Stadtbahnen stoßen zusammen ‒ Zweistellige Zahl Verletzter

Beim Zusammenstoß zweier Stadtbahnen in Hannover sind nach Angaben der Feuerwehr mehrere Menschen verletzt worden.
Es gebe eine zweistellige Zahl an Verletzten, die vom Rettungsdienst betreut würden, sagte ein Sprecher der Feuerwehr. Zum Schweregrad der Verletzungen konnte er zunächst nichts sagen.

Leitstelle löste Massenanfall von Verletzten aus

Die beiden Stadtbahnen waren den Angaben zufolge gegen Mittag am Allerweg aus zunächst ungeklärter Ursache zusammengestoßen. Die Leitstelle löste einen sogenannten Massenanfall von Verletzten aus.
Mehrere Fahrgäste wurden vom Rettungsdienst versorgt.

Mehrere Fahrgäste wurden vom Rettungsdienst versorgt.

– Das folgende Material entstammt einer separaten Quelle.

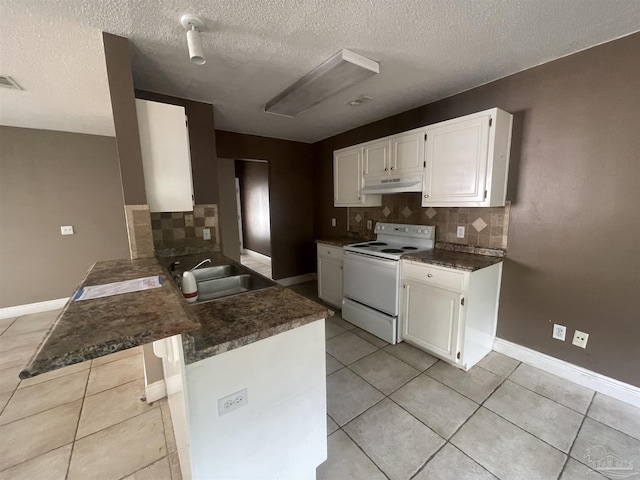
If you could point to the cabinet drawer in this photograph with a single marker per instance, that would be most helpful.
(330, 252)
(436, 276)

Foto: Julian Stratenschulte/dpa

Die Feuerwehr war mit zahlreichen Kräften vor Ort, darunter auch mit einem Großraumrettungswagen. Dabei handelt es sich um einen zum Rettungswagen umfunktionierten Bus, in dem mehrere Patienten gleichzeitig versorgt werden können.
Nach Beobachtungen eines dpa-Fotografen vor Ort entgleisten beide Stadtbahnen. Eine Bahn sei gegen die Haltestelle gedrückt worden, dabei seien Betonplatten hochgedrückt worden.
An einer der Stadtbahnen war demnach eine lange Schleifspur zu sehen, zudem waren Scheiben gesplittert.
Die beiden Bahnen waren kollidiert.

Die beiden Bahnen waren kollidiert.

Foto: Julian Stratenschulte/dpa

Einige Verletzte bereits in umliegenden Krankenhäusern

Zahlreiche Rettungswagen und Notärzte waren im Einsatz. Einige Verletzte seien bereits in umliegende Krankenhäuser gebracht worden, andere würden noch vor Ort versorgt, berichtete der Fotograf.
Der Verkehrsunfalldienst der Polizei Hannover war den Angaben zufolge bereits vor Ort und begann mit den Ermittlungen zur Unfallursache. (dpa/red)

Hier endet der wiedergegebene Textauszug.